Ta and Ru seed layers effect on the magnetic and optical properties of Ru/Co^sub 60^Fe^sub 20^V^sub 20^ and Ta/Co^sub 60^Fe^sub 20^V^sub 20^ films

The following structures are deposited under the conditions stated: (a) glass/Ru (X nm)/Co60Fe20V20(5 nm) and (b) glass/Ta(Y nm)/Co60Fe20V20(5 nm) at room temperature (RT), where each of X and Y is from 5 nm to 10 nm.
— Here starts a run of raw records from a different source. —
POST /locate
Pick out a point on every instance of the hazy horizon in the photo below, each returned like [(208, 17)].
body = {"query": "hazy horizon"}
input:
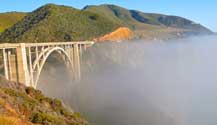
[(198, 11)]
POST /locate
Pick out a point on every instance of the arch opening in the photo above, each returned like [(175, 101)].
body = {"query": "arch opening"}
[(44, 58)]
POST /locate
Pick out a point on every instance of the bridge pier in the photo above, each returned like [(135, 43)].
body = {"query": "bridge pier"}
[(23, 72), (76, 62), (5, 61), (24, 62)]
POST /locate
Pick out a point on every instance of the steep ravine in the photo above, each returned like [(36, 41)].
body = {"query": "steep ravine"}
[(20, 105)]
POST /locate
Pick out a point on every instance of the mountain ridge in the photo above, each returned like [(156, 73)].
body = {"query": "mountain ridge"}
[(53, 22)]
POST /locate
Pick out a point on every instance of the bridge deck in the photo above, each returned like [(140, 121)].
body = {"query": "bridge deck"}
[(15, 45)]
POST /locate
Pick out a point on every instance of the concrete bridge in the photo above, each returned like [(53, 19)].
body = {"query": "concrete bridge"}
[(23, 62)]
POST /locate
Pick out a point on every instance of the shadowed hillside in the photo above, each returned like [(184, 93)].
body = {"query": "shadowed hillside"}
[(148, 25), (58, 23), (9, 19), (21, 105), (62, 23)]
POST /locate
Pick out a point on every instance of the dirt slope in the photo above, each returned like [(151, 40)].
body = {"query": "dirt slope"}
[(122, 33)]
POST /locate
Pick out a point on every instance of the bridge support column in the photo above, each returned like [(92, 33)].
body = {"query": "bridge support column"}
[(5, 59), (76, 62), (23, 75)]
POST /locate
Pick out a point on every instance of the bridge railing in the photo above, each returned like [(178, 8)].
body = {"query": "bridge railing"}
[(15, 45)]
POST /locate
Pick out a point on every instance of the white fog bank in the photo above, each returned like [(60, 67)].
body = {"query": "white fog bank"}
[(143, 83)]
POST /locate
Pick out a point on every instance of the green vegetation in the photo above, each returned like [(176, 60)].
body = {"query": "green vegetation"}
[(19, 105), (9, 19), (52, 23), (137, 20), (58, 23)]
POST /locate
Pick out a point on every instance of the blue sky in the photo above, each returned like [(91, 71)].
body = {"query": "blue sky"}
[(200, 11)]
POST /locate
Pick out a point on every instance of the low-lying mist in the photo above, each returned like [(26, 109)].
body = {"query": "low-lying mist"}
[(142, 83)]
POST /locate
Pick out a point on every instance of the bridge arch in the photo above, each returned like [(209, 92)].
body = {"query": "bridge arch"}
[(44, 56)]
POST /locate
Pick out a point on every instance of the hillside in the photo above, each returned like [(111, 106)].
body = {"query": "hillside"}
[(122, 33), (9, 19), (21, 105), (51, 23), (58, 23), (149, 25)]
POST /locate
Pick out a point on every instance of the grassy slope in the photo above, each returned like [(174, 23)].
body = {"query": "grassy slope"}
[(58, 23), (9, 19), (148, 25), (21, 105)]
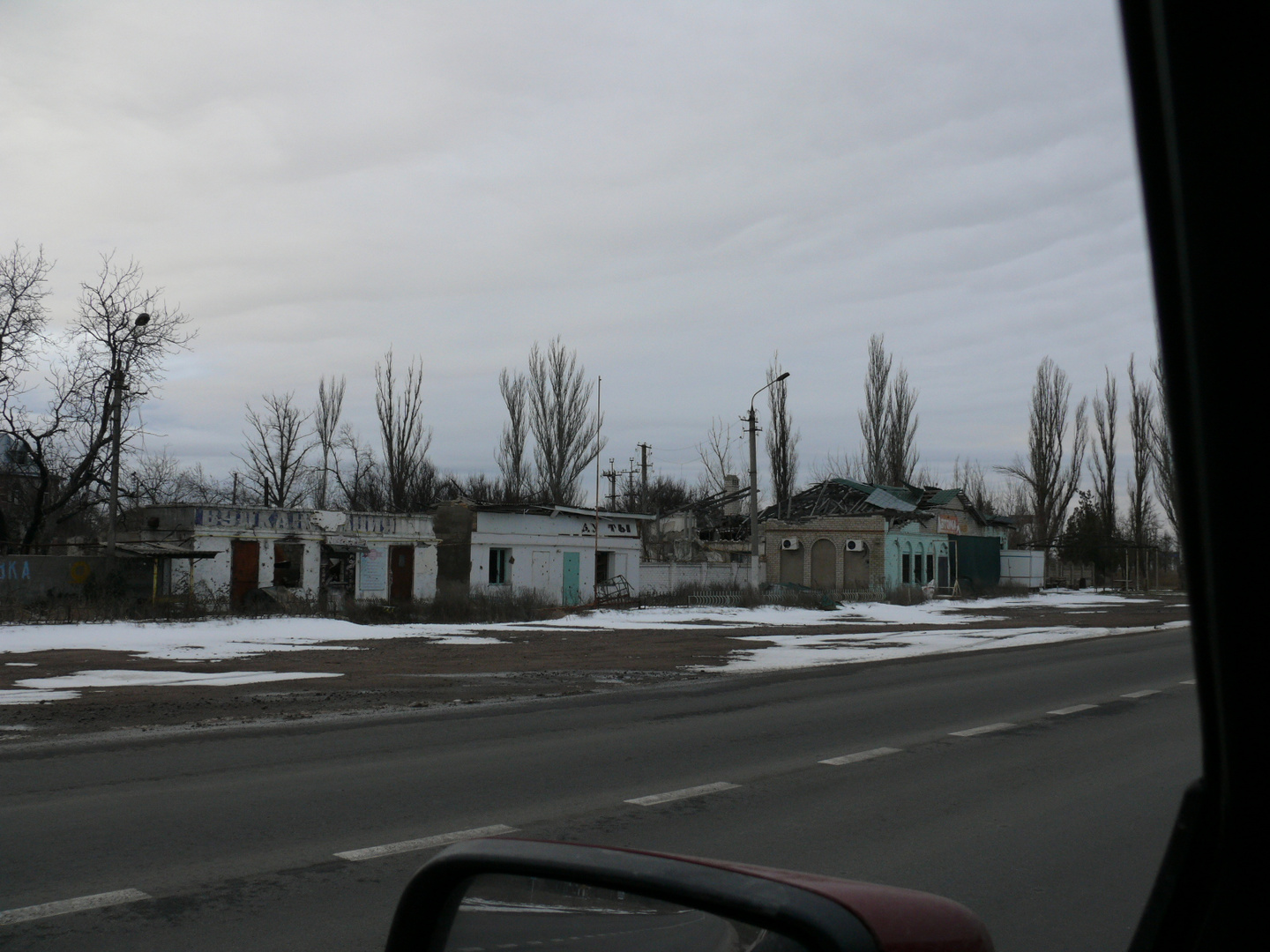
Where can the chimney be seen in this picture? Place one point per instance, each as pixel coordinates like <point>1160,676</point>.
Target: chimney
<point>730,484</point>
The hysteresis loop of glass/Ru (X nm)/Co60Fe20V20(5 nm) and glass/Ta(Y nm)/Co60Fe20V20(5 nm) presents in-plane easy-axis magnetic anisotropy. The saturation magnetization (Ms) of glass/Ru(X nm)/Co60Fe20V20(5 nm) is decreased from 1490 emu/cm3 to 1050 emu/cm3 when the Ru thickness is increased. The maximum Ms of glass/Ru(5 nm)/Co60Fe20V20(5 nm) is about 1490 emu/cm3. The Ms of glass/Ta(Y nm)/Co60Fe20V20(5 nm) displays a concave-up feature. The maximum Ms of glass/Ta(10 nm)/Co60Fe20V20(5 nm) is about 1300 emu/cm3. The Ms varies with the Ru and Ta seed layer thicknesses due to various distances of spin-coupling interaction. In addition, the Hc values have very small ranges from about 1.2 Oe to 3.4 Oe in glass/Ru(X nm)/Co60Fe20V20(5 nm) and 1.0 Oe to 2.6 Oe in glass/Ta(Y nm)/Co60Fe20V20(5 nm), suggesting that the magnetic characteristic is soft magnetism owing to a low Hc and high Ms. The transmittance percentage (%) of glass/Ru(X nm)/Co60Fe20V20(5 nm) and glass/Ta(Y nm)/Co60Fe20V20(5 nm) is decreased from 16.5% to 7% and decreased from 16% to 12%, respectively, as the Ru and Ta thicknesses change from 5 nm to 10 nm, because a greater thickness and interface effect can inhibit the transfer of photon signals through the film, causing low transmittance. According to magnetic and optical performance, the optimal seed layer thicknesses of glass/Ru(X nm)/Co60Fe20V20(5 nm) and glass/Ta(Y nm)/Co60Fe20V20(5 nm) are 5 nm and 10 nm, which are suitable for magnetic-optical recording medium applications.